Псы Господа - страница 40
Существовали при монастырских тюрьмах и пыточные камеры со всей необходимой оснасткой… Известен характерный случай: Иоанн IV Грозный одобрил предложенный на высочайшее утверждение проект строительства каменного Соловецкого монастыря (прежний, деревянный, сгорел) – лишь при условии увеличения посадочных мест в «земляном остроге» и строительства при нем «избы пытошной»…
Спасо-Ефимьевский монастырь был знаменит не только своей подземной тюрьмой. Именно в нем с 1836 года хранились архивы Десятого присутствия Святейшего Синода – засекреченного подразделения, отпочковавшегося в том году от Канцелярии розыскных раскольнических дел Синода.
До декабря 1917 года в монастырские хранилища исправно поступали папки с самыми различными делами: материалы по розыску ересиархов и мистиков, практикующих крайне опасные, порой кровавые ритуалы, соседствовали с историями людей, облыжно и нелепо обвиненных кликушами в богопротивных и колдовских делах2… Зачастую попадались и дела заведомых сумасшедших, чей бред имел религиозную окраску и был признан опасным для православной церкви.
В самом начале 1918 года в обитель заявился отряд матросов, шумных, пьяных, – черная форма перекрещена пулеметными лентами, винтовки с примкнутыми штыками, красные ленточки на бескозырках, ручные бомбы у пояса.
Монастырь затих в тревожном ожидании. Сокровища ризницы и самые ценные иконы были надежно припрятаны, но ожидать можно было всего… Однако незваные гости заинтересовались тем, что никто и не думал прятать – старыми бумагами. Пожелтевшие папки паковали в брезентовые тюки, грузили на монастырские подводы – тех не хватало, матросики быстренько реквизировали в окрестных деревнях подвернувшийся под руку гужевой транспорт.

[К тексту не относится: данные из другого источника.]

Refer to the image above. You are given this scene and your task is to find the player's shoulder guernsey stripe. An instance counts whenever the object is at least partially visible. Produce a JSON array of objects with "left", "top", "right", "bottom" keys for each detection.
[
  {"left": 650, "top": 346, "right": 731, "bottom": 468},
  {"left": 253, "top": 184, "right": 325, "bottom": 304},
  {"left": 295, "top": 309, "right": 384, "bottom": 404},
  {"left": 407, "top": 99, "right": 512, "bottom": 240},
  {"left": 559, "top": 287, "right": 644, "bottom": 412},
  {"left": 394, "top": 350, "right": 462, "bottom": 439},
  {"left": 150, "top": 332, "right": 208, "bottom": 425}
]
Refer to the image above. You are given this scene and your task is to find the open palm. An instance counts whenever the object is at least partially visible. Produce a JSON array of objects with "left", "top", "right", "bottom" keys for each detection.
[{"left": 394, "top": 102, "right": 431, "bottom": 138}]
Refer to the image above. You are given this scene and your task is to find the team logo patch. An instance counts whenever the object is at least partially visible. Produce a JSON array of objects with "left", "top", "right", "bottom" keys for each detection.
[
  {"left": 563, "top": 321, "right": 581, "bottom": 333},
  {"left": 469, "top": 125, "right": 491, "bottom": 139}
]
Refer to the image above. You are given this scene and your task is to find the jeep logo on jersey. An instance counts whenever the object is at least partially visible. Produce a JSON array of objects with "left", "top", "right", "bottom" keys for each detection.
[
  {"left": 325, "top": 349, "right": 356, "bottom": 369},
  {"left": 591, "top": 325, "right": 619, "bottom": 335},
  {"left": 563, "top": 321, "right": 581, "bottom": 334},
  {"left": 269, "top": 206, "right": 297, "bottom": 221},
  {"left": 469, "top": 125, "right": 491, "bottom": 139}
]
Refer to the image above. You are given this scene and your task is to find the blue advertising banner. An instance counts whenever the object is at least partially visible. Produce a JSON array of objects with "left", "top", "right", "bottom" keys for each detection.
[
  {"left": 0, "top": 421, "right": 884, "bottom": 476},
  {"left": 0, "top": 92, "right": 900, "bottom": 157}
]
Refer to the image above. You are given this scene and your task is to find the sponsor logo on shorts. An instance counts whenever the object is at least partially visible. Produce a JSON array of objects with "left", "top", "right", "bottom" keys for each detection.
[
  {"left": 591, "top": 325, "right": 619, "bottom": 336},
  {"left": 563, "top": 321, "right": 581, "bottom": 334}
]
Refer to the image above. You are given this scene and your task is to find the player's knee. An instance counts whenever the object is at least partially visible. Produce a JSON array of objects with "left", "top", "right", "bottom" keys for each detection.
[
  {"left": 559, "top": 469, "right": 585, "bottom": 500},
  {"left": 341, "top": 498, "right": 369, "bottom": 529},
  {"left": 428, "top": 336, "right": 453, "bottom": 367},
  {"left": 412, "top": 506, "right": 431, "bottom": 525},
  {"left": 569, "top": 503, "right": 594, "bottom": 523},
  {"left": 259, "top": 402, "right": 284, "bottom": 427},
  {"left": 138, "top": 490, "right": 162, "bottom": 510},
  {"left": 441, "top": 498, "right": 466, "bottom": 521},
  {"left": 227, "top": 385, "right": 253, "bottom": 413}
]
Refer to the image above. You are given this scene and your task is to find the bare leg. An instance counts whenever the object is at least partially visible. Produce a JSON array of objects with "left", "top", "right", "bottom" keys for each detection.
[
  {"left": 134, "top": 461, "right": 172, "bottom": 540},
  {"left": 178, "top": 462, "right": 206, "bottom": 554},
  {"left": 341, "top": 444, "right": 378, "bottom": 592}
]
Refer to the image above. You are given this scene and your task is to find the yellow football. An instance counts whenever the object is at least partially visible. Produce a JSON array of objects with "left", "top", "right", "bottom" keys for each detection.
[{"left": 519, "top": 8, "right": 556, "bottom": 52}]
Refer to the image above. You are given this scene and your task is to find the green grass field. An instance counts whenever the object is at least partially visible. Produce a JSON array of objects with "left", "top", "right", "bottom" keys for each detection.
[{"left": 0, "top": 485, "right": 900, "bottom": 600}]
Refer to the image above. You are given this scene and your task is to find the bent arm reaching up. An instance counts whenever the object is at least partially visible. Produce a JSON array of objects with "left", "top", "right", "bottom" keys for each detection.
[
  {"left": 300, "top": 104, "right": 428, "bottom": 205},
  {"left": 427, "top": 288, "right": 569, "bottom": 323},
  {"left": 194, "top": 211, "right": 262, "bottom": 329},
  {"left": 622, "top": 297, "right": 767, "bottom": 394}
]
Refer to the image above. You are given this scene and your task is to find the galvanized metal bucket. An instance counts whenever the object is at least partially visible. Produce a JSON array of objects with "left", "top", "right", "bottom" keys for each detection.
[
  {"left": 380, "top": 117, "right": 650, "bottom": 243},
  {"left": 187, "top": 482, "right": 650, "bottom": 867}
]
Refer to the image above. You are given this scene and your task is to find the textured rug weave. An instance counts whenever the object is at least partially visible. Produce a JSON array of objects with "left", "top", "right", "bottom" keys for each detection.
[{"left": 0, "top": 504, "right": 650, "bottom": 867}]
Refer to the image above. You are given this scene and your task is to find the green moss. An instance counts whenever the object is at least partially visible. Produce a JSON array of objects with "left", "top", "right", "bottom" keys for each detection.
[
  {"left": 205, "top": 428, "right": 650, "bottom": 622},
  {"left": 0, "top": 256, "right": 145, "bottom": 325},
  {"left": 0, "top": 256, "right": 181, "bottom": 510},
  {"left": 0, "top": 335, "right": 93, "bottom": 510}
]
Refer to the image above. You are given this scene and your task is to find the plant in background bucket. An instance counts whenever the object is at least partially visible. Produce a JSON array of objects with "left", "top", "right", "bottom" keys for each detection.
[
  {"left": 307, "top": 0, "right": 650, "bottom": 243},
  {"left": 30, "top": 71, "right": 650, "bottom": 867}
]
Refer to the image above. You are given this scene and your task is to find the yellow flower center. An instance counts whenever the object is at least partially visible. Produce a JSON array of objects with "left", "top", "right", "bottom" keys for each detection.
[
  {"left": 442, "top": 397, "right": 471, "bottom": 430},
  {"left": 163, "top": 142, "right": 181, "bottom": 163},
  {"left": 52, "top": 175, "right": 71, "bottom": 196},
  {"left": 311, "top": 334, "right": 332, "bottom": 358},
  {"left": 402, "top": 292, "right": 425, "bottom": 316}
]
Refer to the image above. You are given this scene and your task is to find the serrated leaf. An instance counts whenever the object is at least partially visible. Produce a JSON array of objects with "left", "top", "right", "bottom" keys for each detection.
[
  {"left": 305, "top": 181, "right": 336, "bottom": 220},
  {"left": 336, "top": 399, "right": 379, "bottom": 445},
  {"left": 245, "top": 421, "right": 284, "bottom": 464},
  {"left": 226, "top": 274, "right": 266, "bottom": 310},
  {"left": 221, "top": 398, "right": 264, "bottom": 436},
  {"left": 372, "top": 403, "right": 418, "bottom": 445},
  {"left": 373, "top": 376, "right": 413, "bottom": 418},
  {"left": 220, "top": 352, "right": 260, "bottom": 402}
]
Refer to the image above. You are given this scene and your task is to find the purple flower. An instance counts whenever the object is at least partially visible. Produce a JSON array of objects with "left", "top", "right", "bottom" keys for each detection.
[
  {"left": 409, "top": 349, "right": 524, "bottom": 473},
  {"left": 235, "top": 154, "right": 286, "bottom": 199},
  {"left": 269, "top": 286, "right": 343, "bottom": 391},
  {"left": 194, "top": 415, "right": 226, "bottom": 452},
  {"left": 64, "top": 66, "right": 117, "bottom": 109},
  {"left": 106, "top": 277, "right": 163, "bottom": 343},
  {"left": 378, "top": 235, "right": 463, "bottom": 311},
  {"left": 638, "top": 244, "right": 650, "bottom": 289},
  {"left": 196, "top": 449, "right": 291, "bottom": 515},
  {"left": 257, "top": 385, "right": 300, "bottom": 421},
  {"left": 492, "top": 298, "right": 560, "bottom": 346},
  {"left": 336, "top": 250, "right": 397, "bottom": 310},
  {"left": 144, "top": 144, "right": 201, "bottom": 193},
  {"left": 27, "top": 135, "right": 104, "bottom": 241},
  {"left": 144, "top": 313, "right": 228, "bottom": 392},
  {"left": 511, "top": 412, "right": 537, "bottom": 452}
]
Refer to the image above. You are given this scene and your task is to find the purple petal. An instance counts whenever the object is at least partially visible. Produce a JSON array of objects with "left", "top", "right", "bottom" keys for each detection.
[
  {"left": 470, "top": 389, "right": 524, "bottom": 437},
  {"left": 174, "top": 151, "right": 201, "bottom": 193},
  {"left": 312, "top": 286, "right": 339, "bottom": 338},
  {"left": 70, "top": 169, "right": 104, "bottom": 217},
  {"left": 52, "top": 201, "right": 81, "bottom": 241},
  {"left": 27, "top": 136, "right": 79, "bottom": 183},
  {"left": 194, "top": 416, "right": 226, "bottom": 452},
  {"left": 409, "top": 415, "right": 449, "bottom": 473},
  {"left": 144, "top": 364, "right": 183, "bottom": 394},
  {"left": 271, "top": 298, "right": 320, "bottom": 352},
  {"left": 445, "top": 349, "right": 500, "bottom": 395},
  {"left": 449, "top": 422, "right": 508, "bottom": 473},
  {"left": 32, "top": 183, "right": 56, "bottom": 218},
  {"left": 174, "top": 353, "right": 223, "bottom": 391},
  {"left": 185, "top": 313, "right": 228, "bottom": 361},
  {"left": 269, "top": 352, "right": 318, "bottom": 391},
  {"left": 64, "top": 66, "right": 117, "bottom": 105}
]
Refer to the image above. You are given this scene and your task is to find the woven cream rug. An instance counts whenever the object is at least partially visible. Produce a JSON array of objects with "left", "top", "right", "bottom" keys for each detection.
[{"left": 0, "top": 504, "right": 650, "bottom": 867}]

Командовавший матросами человек выглядел на их фоне более чем нелепо: невысокий, худощавый, в элегантнейшем «буржуйском» костюме под бобровой шубой, в бобровой же шапке и с тростью. Оружия человек не носил, по крайней мере на виду.
Настоятелю лицо странного командира показалось смутно знакомым. Но ни имя, ни обстоятельства встречи отец Елиозар так и не сумел вспомнить, пораженный внезапным беспамятством…
И потом, спустя полтора года, на допросе в ЧК, – поведал следователям, весьма интересующимся личностью статского советника Буланского, о своих встречах с Богданом Савельевичем в Синоде, и о его визитах в обитель. Но о последнем приезде, состоявшемся в морозном январе восемнадцатого, напрочь позабыл.
Папка, лежавшая на столе Богдана Буланского в сентябре 1927 года, поступила на хранение в Спасо-Ефимьевский архив одной из последних. И содержала документы о деле, по видимости малозначительном, не представляющем никакого интереса сейчас, десять лет спустя. Расследование касалось религиозного помешательства матроса Черноморского флота Прохора Цигулина (в двух документах дела он именовался отчего-то Цегулиным).
Суть дела была проста: Цигулин, поднявшийся из кубрика на палубу глубокой ночью с 5 на 6 октября, узрел не кого-нибудь, а шествующую в направлении бака Богородицу. По какой-такой надобности оказался в неурочное время и в неурочном месте полуодетый матрос, выяснить так и не удалось. Потрясенный увиденным, Цигулин ни о чем ином говорить не желал, упорно игнорируя все не относящиеся к делу вопросы.
Утром, вскоре после шестичасовой побудки, Цигулина обнаружили стоящим на четвереньках и исступленно целующим палубу. Покинуть место, ставшее святым после прикосновения стоп Богородицы, моряк наотрез отказался – был насильно доставлен в судовой лазарет, а спустя три часа – паровым катером в гарнизонный госпиталь.